I was involved in a car accident recently. Though my children were not in the vehicle, their car seats were. A friend tells me that I have to replace on the seats. The accident wasn't that severe, and the thought of buying three new seats on top of car repairs is not thrilling my husband. Do I really have to replace them?

Answer:

I am glad the accident was not severe and glad your kids were not in the car at the time, and I do feel bad for you as you deal with the days following a car accident. There is so much to take care of, and I can't blame you for wanting to be sure if replacing the car seats is absolutely necessary.

National Highway Traffic and Safety Guidelines on Car Seats and Accidents

I will start by pointing you in the direction of the National Highway Traffic and Safety Association (NHTSA). This governmental agency oversees the policies on child passenger restraints, and they base their decisions on scientific data.

Your friend is only half-right about replacing car seats. There was a time when there was blanket advice that any car seat involved in an accident needed to be replaced, but NHTSA has revisited that policy and tweaked the language a bit. Depending on your situation, it may not be necessary to replace any or all of your car seats.

The clarified policy now recommends that all car seats involved in "moderate to severe crashes" be replaced in order to ensure the highest level of protection for the child. You can see there is a little bit of wiggle room. It is not a black and white issue.

What constitutes a minor accident after which you could consider keeping your car seat?

Ask yourself the following questions. If you can say "yes" to all five question, NHTSA would say you could keep using the seat:

  • Was the car able to be driven away from the accident?
  • Was the door nearest the safety seat undamaged?
  • Were all occupants of the vehicle uninjured?
  • Did the airbags remain undeployed?
  • Is there no visible damage to the car seat?

Why the Shift in Car Seat/Accident Policy

So why the change in the NHTSA policy? There are actually several reasons. Some have to do with what studies and science have revealed about what happens to car seats in minor vehicle accidents. The in-a-nutshell summary simply holds that seats in minor accidents continue to meet federal standards for performance.

However, science was not the only basis for the decision. NHTSA reviewed their former blanket-statement policy and realized how it might affect families.

One concern, of course, is the financial burden of replacing seats. More than that, NHTSA realized that parents might be tempted to not replace a seat and use the car seat belts instead.

NHTSA wanted to avoid parents moving a child to car seat belts before they are physically ready for that milestone.

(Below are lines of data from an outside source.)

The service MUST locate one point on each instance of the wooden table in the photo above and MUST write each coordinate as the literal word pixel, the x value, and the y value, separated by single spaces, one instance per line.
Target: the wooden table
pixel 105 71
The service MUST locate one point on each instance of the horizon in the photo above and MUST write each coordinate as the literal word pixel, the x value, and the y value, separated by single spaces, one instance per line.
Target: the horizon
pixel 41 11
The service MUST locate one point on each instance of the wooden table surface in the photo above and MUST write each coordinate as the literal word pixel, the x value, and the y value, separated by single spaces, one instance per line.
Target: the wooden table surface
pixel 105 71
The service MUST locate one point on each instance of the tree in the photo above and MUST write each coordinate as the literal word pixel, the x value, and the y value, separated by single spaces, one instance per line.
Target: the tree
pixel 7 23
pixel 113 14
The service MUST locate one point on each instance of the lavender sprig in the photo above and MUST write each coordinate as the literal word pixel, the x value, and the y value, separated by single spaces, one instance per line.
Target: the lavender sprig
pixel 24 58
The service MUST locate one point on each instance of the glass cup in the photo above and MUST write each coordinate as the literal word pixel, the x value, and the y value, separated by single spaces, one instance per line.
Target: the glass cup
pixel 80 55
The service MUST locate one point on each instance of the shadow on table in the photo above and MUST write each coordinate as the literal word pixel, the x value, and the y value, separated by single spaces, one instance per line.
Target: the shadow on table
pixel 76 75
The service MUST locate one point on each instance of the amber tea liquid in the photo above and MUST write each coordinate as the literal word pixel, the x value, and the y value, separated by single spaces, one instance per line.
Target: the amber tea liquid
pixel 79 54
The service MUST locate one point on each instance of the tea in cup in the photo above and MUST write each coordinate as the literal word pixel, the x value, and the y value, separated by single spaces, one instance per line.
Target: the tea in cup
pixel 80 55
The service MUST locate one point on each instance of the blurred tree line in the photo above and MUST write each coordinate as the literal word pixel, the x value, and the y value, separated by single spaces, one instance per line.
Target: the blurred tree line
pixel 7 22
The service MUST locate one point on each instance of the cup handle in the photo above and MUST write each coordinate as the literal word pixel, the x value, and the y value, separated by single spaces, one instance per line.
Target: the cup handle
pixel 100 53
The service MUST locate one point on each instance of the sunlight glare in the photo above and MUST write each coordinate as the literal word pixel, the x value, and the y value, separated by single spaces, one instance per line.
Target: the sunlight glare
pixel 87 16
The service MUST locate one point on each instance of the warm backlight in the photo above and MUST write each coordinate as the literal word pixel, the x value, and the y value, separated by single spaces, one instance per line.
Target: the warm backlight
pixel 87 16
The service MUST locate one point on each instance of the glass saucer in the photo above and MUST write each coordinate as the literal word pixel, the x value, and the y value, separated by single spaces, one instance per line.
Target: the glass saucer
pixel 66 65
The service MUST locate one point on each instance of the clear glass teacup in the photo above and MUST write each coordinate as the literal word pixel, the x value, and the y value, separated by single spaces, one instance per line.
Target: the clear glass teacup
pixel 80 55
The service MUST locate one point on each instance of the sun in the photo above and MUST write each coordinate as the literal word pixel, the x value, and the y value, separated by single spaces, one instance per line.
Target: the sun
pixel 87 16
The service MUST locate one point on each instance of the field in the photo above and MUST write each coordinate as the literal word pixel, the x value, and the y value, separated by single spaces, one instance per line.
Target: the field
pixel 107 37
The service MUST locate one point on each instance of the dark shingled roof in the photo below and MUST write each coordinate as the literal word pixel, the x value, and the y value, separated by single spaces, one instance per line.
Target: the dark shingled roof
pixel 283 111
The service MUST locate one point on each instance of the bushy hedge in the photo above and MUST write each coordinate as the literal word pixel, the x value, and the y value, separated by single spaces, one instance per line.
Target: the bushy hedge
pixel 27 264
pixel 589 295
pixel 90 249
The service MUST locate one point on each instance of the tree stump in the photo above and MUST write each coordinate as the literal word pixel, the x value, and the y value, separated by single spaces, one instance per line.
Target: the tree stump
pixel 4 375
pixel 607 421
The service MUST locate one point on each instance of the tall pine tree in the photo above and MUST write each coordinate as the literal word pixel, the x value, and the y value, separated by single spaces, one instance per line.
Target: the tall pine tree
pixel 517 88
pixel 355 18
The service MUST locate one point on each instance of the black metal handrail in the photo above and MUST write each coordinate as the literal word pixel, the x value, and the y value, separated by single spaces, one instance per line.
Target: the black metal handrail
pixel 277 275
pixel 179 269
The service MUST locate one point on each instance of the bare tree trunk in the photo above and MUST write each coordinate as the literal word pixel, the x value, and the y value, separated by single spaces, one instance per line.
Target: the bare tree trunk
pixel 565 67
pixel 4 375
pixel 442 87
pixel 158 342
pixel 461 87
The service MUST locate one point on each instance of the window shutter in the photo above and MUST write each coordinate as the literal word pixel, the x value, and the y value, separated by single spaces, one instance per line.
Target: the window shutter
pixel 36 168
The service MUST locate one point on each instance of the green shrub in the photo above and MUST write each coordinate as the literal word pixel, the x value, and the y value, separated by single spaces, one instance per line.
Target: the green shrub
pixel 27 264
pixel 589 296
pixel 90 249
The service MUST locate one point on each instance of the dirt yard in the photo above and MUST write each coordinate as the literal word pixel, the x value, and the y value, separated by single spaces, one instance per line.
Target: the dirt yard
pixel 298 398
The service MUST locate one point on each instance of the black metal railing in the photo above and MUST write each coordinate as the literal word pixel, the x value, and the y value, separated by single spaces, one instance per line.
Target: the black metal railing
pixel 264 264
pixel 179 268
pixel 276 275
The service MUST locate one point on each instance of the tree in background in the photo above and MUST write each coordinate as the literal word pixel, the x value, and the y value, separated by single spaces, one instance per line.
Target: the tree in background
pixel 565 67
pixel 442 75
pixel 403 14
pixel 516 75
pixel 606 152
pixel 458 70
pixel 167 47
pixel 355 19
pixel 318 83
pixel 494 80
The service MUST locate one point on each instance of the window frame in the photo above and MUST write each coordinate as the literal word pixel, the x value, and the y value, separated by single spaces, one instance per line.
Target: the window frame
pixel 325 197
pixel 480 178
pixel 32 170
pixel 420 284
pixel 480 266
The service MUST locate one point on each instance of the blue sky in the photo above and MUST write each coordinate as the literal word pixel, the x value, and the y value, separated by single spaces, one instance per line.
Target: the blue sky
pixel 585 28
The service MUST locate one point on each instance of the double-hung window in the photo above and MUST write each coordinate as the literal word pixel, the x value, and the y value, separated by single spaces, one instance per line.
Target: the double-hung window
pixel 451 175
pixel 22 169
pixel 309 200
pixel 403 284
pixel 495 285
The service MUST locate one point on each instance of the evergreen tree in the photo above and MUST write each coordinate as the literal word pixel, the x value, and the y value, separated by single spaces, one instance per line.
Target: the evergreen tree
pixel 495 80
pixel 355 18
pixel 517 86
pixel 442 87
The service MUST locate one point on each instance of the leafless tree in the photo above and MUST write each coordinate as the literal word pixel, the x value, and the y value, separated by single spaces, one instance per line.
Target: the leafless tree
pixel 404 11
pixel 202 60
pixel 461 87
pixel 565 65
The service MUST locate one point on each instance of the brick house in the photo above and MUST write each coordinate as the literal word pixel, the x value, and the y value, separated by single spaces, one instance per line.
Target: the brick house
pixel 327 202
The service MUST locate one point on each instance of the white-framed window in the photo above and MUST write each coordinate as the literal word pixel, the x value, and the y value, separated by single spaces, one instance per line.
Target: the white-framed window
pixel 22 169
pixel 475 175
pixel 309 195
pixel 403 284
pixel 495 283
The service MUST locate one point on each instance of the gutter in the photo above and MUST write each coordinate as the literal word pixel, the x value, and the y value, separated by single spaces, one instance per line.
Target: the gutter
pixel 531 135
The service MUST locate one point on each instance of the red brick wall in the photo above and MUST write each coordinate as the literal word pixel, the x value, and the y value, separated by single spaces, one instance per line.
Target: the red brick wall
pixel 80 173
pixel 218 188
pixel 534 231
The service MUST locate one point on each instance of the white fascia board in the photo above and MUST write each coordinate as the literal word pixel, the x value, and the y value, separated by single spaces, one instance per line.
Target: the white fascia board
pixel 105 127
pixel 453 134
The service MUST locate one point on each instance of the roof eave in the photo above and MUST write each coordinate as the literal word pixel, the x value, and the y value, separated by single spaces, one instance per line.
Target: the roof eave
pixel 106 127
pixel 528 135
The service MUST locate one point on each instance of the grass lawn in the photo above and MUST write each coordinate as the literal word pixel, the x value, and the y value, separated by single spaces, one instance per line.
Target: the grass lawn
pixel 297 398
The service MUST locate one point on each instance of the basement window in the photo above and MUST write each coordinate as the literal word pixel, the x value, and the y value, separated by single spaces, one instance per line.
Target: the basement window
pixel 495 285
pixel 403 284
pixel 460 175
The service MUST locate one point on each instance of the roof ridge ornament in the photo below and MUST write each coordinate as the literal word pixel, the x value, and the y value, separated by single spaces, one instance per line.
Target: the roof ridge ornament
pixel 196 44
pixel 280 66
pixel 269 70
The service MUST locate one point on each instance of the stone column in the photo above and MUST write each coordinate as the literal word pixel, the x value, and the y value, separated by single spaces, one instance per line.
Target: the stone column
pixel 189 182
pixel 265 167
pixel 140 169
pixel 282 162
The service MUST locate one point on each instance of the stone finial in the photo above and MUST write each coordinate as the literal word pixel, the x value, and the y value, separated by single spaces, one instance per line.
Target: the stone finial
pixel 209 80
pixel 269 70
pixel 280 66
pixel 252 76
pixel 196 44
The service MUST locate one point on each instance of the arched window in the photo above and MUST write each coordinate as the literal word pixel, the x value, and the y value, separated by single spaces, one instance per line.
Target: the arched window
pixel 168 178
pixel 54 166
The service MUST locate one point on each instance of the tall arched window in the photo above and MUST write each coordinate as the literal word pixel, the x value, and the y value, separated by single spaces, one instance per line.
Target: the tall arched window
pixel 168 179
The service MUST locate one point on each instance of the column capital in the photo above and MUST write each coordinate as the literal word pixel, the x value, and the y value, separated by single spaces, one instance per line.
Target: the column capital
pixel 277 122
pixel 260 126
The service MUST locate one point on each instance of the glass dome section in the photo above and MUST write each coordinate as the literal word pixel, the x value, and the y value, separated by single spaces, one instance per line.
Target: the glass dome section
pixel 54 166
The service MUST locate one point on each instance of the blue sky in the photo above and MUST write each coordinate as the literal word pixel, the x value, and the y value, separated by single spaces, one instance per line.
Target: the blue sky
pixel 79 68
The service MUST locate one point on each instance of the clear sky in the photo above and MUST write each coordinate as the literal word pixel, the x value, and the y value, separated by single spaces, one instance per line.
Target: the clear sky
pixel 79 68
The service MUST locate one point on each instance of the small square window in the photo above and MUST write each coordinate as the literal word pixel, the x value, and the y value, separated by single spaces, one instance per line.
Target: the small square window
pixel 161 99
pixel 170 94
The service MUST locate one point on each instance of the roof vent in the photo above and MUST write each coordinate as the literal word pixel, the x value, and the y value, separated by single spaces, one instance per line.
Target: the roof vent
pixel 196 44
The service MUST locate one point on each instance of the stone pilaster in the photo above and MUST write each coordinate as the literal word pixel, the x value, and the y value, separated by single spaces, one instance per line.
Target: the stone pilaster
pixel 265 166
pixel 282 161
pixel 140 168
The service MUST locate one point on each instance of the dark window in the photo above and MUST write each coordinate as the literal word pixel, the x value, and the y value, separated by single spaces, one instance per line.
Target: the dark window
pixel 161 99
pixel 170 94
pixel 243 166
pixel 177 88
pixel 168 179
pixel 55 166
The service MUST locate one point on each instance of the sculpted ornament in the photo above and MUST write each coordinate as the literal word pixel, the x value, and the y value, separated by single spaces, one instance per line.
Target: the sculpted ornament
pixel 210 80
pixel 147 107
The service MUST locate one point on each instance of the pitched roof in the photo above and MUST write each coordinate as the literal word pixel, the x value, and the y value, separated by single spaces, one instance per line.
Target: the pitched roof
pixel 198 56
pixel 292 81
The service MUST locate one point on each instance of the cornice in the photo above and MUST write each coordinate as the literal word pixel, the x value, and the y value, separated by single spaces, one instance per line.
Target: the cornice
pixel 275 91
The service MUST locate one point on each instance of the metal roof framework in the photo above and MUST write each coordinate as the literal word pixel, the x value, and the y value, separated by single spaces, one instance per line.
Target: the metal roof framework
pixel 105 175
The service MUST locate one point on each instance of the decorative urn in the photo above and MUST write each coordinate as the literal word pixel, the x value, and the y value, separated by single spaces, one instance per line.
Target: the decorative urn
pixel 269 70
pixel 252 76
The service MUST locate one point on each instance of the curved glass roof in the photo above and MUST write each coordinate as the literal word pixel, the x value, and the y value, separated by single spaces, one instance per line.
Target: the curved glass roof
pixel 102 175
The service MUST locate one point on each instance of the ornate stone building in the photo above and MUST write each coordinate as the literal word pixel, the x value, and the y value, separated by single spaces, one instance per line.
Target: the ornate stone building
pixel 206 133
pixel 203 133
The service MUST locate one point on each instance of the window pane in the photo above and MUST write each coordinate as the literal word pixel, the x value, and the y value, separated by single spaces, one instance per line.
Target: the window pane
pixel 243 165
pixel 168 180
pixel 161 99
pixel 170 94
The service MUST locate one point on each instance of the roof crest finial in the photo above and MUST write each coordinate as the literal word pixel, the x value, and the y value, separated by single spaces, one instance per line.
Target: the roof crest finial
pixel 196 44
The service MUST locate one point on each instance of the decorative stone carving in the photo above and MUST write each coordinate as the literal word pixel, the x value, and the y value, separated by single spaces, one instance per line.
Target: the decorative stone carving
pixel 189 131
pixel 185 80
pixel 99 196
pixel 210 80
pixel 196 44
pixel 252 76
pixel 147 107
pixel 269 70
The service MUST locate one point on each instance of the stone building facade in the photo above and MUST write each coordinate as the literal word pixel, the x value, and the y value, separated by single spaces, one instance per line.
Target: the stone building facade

A Good Reason to Avoid Used Car Seats

Incidentally, the concern of not knowing car seat accident history is a huge reason for not buying used car seats. If you did answer "no" to any one of the above questions, and you do need to replace your car seats, I would strongly encourage you to buy new seats. You can find several new inexpensive car seats if you want to keep the damage to your wallet at a minimum. New car seats also have a longer use since ​car seats expire.